A_WCYCL1950S_CMIP6_HR
Overview:
This is a coupled compset with perpetual 1950 forcings based on CMIP6 input4mips data. It is based on the HighResMIP protocol as described in: https://www.geosci-model-dev.net/9/4185/2016/gmd-9-4185-2016.pdf, except prognostic (MAM4) aerosols are used and the ocean is only spunup for 3 years in a g-case from CORE, starting with PHC instead of the EN4 product. Most of the forcings were derived from A_WCYCL1850S_CMIP6 and A_WCYCL20TRS_CMIP6 compsets. (TODO: turn the prev compset names into links to their pages). "_HR" is appended to indicate that high-res tuning parameters rather than low-res tuning parameters are included in the compset specification. Some input data is also specified at higher resolution than done for low-res compsets.
Ocean Initial Condition:
- Ocean/ice initial condition comes from running an active ocean sea-ice simulation (G-case) for 3 yrs and grabbing its state from the beginning of year 4.
- This ocean sea-ice simulation is forced by the COREv2 dataset (Large and Yeager, 2009).
- The G-case simulation is initialized in two phases.
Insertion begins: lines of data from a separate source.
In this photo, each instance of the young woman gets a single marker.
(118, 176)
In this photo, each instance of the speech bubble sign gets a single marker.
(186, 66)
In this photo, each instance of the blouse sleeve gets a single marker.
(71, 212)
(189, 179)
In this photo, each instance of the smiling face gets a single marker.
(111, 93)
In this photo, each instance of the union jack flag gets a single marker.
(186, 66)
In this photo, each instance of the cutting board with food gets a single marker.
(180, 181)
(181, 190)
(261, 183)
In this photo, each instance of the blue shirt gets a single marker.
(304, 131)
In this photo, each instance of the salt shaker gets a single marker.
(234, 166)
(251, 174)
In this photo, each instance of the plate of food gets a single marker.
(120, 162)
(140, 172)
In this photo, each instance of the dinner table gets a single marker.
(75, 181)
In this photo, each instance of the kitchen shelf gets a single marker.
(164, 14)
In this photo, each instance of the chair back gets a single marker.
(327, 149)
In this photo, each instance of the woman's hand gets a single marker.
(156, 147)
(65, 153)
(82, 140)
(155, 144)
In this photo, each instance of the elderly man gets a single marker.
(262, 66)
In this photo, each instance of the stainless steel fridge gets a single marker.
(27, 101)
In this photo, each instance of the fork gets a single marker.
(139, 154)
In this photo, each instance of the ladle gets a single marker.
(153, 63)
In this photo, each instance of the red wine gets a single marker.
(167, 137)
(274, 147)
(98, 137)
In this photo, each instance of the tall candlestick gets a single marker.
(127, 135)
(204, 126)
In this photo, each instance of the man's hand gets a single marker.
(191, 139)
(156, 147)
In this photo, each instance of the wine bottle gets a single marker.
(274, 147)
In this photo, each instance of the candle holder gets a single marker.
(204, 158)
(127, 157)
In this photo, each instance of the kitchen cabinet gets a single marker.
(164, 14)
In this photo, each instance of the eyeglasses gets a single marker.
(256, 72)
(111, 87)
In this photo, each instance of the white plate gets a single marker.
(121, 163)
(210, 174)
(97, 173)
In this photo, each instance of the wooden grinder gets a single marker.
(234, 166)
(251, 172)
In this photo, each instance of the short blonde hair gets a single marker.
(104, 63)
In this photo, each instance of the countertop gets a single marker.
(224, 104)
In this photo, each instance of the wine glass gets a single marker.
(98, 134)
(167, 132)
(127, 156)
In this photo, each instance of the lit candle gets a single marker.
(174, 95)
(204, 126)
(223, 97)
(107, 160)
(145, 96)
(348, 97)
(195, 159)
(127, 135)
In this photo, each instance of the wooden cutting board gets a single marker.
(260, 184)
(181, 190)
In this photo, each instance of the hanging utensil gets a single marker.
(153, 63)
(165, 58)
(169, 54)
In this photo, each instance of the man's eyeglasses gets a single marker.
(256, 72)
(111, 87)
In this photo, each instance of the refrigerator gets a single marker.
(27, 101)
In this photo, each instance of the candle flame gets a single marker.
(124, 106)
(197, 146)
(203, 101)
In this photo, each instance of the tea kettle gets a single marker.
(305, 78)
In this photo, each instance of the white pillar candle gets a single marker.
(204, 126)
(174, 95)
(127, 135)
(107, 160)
- First, the ocean state is initialized from a blended observations project (World Ocean Circulation Experiment and Polar Hydrographic Climatology datasets). The ocean is run alone for a 30 days to allow gravity wave propagation, increasing the maximum allowed timestep for E3SM cases.
- Second, this slightly spun up state is then used in the G-case. The initial sea-ice distribution are hemispheric caps of constant thickness.
- We also experimented with using the UKMO's EN4 estimate which is used in the HighResMIP protocol and is a better proxy for 1950 conditions as the ocean IC (in place of the WOCE+PHC product), but the simulation was warmer/worse than our default approach.
Land Initial Condition:
Atmosphere Initial Condition:
Aerosol Emissions:
includes prognostic aerosols driven by anthropogenic and open fire emissions directly taken from the CMIP6 protocol (as of May 2017) except for SOA gas precursor emissions that are modified to emit from elevated sources as well.